Nevertheless she held her breath.
“So it seems,” growled the sergeant.
“Why does it seem so?”
It was a new voice crying, and one so tremulous that Harkness could scarcely recognise it as Miss Bethune’s.
“I’ve heard officially — —”
“What have you heard?”
“You see we were all informed of Bovill’s escape.”
“Go on! Go on!”
“So in the same way we’ve been advised of his death.”
“His — death!”
“Steady, Miss Bethune! There — allow me. We’ll get in out of the sun; he won’t hear us at this end of the verandah. Here’s a chair. That’s the ticket! Now, just one moment.”
He returned with something in a glass which Moya thought sickening. But it did her good. She ceased giggling and weeping by turns and both at once.
“So he’s dead — he’s dead! Have you told Mr. Rigden that?”
“No; I’m not seeing much of Mr. Rigden.”
“I am glad. I will tell him myself, presently. You will let me, I suppose?”
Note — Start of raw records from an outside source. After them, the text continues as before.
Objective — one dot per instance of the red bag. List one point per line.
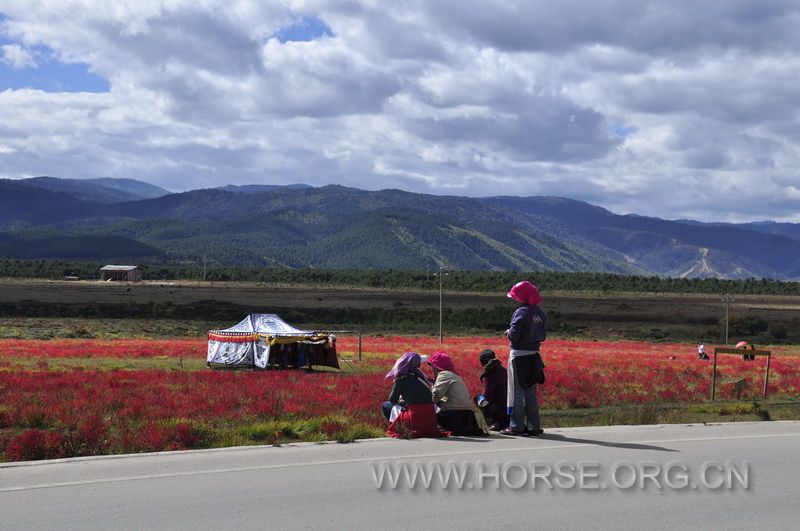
(415, 422)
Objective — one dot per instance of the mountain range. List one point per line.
(338, 227)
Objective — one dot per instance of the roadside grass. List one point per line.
(656, 413)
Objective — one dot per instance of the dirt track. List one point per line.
(647, 307)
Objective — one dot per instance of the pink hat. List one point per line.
(525, 292)
(441, 361)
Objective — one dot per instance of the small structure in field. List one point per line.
(265, 341)
(121, 273)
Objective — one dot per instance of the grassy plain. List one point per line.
(38, 308)
(182, 310)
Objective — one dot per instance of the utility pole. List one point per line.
(727, 300)
(441, 274)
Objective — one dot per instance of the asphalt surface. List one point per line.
(723, 476)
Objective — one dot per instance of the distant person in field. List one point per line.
(456, 413)
(701, 351)
(525, 334)
(494, 382)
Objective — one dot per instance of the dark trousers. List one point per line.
(386, 409)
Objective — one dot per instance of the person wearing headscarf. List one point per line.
(494, 382)
(525, 334)
(456, 413)
(415, 417)
(410, 385)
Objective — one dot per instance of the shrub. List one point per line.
(34, 445)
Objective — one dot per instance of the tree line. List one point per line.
(402, 279)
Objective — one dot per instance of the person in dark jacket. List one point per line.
(456, 412)
(492, 401)
(410, 386)
(525, 334)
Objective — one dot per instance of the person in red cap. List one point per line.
(456, 413)
(525, 334)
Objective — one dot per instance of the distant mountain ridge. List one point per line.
(102, 190)
(339, 227)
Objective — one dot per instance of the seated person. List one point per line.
(411, 386)
(455, 413)
(494, 379)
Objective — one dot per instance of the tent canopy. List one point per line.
(262, 340)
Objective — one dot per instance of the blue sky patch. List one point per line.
(304, 29)
(49, 74)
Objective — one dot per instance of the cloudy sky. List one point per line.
(676, 108)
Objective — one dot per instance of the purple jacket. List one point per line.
(528, 328)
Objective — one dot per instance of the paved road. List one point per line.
(742, 475)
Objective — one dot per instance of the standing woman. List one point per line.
(525, 334)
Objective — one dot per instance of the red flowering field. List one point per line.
(63, 398)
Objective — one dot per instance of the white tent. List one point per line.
(263, 340)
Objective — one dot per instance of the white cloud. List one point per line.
(16, 56)
(672, 108)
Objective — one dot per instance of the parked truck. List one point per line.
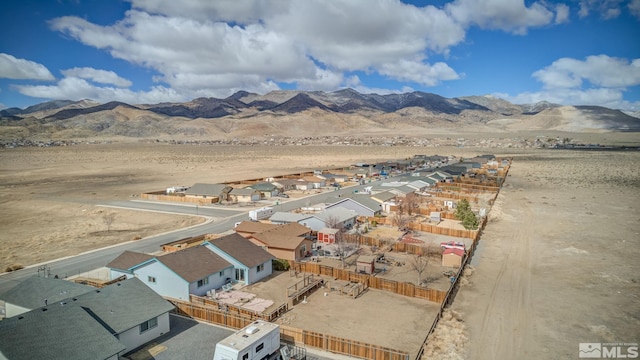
(259, 340)
(262, 213)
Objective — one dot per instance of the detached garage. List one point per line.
(365, 264)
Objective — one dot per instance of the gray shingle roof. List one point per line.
(242, 250)
(59, 333)
(338, 213)
(193, 264)
(207, 189)
(83, 326)
(128, 259)
(283, 216)
(383, 196)
(366, 201)
(30, 293)
(123, 305)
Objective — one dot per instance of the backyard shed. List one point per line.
(365, 264)
(452, 257)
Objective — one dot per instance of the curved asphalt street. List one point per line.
(218, 220)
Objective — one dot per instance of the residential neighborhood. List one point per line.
(377, 239)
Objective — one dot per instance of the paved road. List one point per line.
(219, 220)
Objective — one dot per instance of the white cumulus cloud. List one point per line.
(607, 9)
(596, 80)
(508, 15)
(214, 48)
(599, 70)
(14, 68)
(96, 75)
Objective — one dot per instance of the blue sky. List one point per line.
(578, 52)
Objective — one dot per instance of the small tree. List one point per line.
(462, 208)
(108, 219)
(419, 263)
(410, 203)
(400, 220)
(465, 215)
(470, 221)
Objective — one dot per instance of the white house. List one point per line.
(334, 217)
(363, 205)
(100, 324)
(194, 270)
(251, 262)
(36, 291)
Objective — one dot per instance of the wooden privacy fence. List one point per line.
(374, 282)
(232, 309)
(462, 233)
(339, 345)
(210, 314)
(161, 196)
(326, 342)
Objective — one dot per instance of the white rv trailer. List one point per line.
(262, 213)
(258, 340)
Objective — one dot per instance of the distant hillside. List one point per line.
(300, 114)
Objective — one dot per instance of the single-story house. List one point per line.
(248, 228)
(36, 291)
(402, 191)
(100, 324)
(267, 189)
(452, 257)
(315, 181)
(363, 205)
(251, 263)
(289, 241)
(336, 217)
(383, 196)
(244, 195)
(286, 184)
(328, 235)
(419, 185)
(284, 217)
(194, 270)
(213, 192)
(333, 178)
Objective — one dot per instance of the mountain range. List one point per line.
(299, 113)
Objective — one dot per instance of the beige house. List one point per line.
(288, 242)
(452, 257)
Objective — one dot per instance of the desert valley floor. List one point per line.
(556, 264)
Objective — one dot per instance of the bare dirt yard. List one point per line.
(556, 265)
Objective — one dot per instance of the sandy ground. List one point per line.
(556, 265)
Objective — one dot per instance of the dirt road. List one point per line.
(557, 263)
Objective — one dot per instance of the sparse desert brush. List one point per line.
(14, 267)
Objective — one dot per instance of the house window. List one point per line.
(203, 282)
(147, 325)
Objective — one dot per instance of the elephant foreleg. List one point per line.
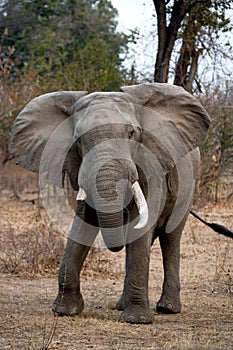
(69, 300)
(170, 246)
(135, 295)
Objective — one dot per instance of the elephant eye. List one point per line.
(131, 133)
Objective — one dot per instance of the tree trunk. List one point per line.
(167, 35)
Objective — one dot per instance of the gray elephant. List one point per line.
(132, 156)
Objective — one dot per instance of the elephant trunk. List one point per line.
(109, 198)
(110, 190)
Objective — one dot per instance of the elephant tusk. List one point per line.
(141, 204)
(81, 196)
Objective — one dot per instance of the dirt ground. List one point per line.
(206, 320)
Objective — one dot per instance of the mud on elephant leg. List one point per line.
(69, 300)
(170, 245)
(135, 299)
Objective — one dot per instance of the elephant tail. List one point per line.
(216, 227)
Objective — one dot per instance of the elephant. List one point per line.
(132, 156)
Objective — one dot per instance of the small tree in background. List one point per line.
(56, 45)
(197, 24)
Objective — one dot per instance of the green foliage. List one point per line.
(57, 45)
(217, 150)
(51, 36)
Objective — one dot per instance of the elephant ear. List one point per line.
(37, 122)
(174, 104)
(174, 124)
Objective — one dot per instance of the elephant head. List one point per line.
(117, 149)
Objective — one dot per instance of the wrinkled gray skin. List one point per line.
(117, 116)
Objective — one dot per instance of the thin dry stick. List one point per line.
(52, 331)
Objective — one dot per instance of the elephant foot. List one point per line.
(68, 304)
(168, 305)
(120, 306)
(137, 314)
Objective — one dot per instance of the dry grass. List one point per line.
(30, 249)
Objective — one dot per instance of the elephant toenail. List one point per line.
(143, 319)
(131, 319)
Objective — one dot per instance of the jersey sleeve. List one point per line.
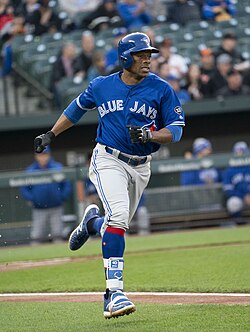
(172, 112)
(80, 105)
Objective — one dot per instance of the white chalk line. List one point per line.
(128, 293)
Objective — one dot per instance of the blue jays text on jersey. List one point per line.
(150, 103)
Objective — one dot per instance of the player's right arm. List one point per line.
(71, 115)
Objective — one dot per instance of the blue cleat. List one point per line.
(80, 235)
(117, 304)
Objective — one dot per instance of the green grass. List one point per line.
(87, 317)
(208, 269)
(192, 261)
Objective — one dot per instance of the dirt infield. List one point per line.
(158, 298)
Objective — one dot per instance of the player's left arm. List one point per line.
(169, 134)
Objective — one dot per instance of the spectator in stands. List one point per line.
(182, 93)
(46, 199)
(185, 175)
(219, 78)
(103, 17)
(40, 17)
(193, 82)
(111, 57)
(74, 7)
(246, 77)
(177, 63)
(84, 60)
(163, 70)
(6, 13)
(202, 148)
(218, 10)
(229, 46)
(235, 86)
(236, 184)
(98, 67)
(182, 12)
(63, 67)
(134, 13)
(207, 69)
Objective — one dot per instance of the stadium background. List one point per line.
(222, 121)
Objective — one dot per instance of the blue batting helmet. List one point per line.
(132, 43)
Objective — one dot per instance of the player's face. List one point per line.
(141, 63)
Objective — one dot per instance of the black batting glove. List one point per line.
(139, 135)
(41, 141)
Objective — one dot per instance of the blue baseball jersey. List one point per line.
(150, 104)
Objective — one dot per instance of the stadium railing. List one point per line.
(170, 206)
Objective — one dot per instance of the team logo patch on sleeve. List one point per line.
(178, 110)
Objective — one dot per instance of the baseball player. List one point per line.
(137, 112)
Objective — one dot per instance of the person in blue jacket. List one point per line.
(236, 184)
(46, 199)
(202, 148)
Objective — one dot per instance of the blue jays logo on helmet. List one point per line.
(132, 43)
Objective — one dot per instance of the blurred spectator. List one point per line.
(46, 199)
(207, 69)
(134, 13)
(98, 67)
(185, 175)
(218, 10)
(163, 70)
(246, 77)
(177, 63)
(235, 86)
(103, 17)
(63, 67)
(181, 93)
(202, 148)
(182, 12)
(111, 57)
(40, 18)
(193, 82)
(236, 184)
(84, 60)
(229, 46)
(6, 13)
(219, 78)
(73, 7)
(7, 34)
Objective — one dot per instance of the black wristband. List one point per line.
(50, 134)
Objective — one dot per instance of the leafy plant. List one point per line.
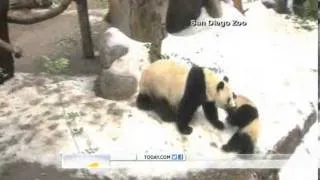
(57, 66)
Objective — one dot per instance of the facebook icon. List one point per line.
(174, 157)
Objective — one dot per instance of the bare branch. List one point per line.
(30, 17)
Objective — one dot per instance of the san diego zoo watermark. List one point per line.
(220, 23)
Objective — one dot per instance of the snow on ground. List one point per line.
(269, 60)
(303, 163)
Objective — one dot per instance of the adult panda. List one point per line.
(182, 89)
(246, 117)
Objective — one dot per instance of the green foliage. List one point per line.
(57, 66)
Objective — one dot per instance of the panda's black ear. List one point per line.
(226, 79)
(220, 86)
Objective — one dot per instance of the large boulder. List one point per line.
(122, 60)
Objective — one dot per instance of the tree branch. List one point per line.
(29, 17)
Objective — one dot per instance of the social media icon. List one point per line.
(174, 157)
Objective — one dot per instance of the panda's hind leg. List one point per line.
(240, 143)
(144, 102)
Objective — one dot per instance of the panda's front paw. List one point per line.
(219, 125)
(186, 130)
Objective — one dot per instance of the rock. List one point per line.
(113, 45)
(122, 60)
(116, 85)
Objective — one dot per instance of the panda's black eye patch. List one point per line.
(234, 95)
(220, 86)
(226, 79)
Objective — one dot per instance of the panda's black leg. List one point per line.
(144, 102)
(164, 110)
(211, 113)
(187, 108)
(239, 142)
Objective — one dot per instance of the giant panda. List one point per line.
(183, 90)
(245, 116)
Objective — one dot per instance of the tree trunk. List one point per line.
(142, 20)
(87, 46)
(6, 59)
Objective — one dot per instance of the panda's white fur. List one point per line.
(184, 89)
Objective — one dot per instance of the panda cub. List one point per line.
(246, 117)
(182, 89)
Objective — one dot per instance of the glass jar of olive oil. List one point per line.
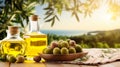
(13, 44)
(36, 41)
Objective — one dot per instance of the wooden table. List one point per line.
(5, 64)
(33, 64)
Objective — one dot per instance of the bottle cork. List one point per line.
(34, 17)
(13, 29)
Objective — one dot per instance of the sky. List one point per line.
(100, 20)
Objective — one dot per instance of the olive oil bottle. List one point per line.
(36, 41)
(13, 44)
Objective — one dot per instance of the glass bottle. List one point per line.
(36, 41)
(13, 44)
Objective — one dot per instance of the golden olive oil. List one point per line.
(13, 44)
(35, 44)
(36, 41)
(13, 47)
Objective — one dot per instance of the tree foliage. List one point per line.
(18, 11)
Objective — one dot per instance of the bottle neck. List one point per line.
(34, 26)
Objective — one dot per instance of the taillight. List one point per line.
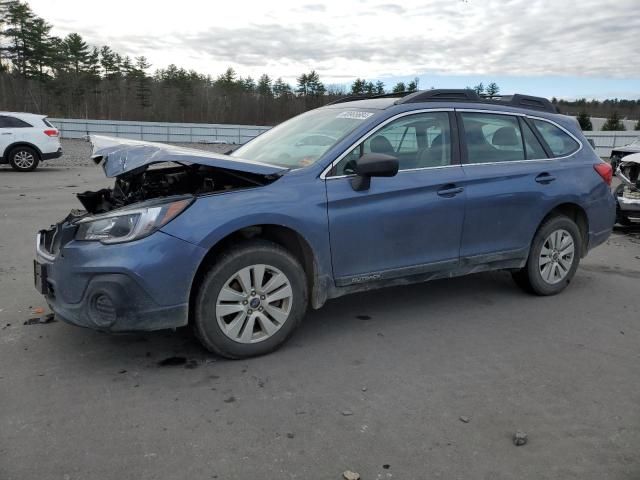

“Surely, Miss Bethune. There’s no earthly reason why he should be here, except his own obstinacy, if you’ll excuse my saying so. He was remanded this morning; but Mr. Cross of Strathavon, who signed the warrant yesterday, and came over for the examination this fore
noon, not only wanted to take bail, but offered to find it himself. Wanted to carry him off in his own buggy, he did! But Mr. Rigden said here he was, and here he’d stick until his fate was settled. Would you like to see him now?”
“Presently,” repeated Moya. “I want to hear more; then I may have something to tell you. When and where did this death occur, and what made you so sure that it was the dead man who came to Eureka? You will understand my questions in a minute.”
“Only I must answer them first,” said the sergeant, smiling. “I am to give myself clean away, am I?”
“We must all do that sometimes, Sergeant Harkness. It will be my turn directly. Let us trust each other.”
Harkness looked into her candid eyes, calmer and more steadfast for their recent tears, and his mind was made up.
“I’ll trust you,” he said; “you may do as you like about me. Perhaps you yourself have had the wish that’s father to the thought, or rather the thought that comes of the wish and nothing else? Well, then, that’s what’s been the matter with me. The moment I heard of that old rascal’s escape, like every other fellow in the force, I yearned to have the taking of him. Of course it wasn’t on the cards, hundreds of miles up-country as we are here, besides being across the border; yet when they got clear away, and headed for the Murray, there was no saying where they might or might not cast up. Well, it seems they never reached the Murray at all; but last week down in Balranald I heard a rum yarn about a stowaway aboard one of the Echuca river-steamers; they never knew he was aboard until they heard him go overboard just the other side of Balranald. Then they thought it was one of themselves, until they mustered and found none missing; and then they all swore it was a log, except the man at the wheel who’d seen it; so I pretended to think with the rest — but you bet I didn’t! I went down the river on the off-chance, but I never let on who I hoped it might be. And what with a swaggy whose swag had been stolen, and his description of the man who he swore had stolen it, I at last got on the tracks of the man I’ve lost. He was said to be an oldish man; that seemed good enough; they were both of them oldish men, the two that had escaped.”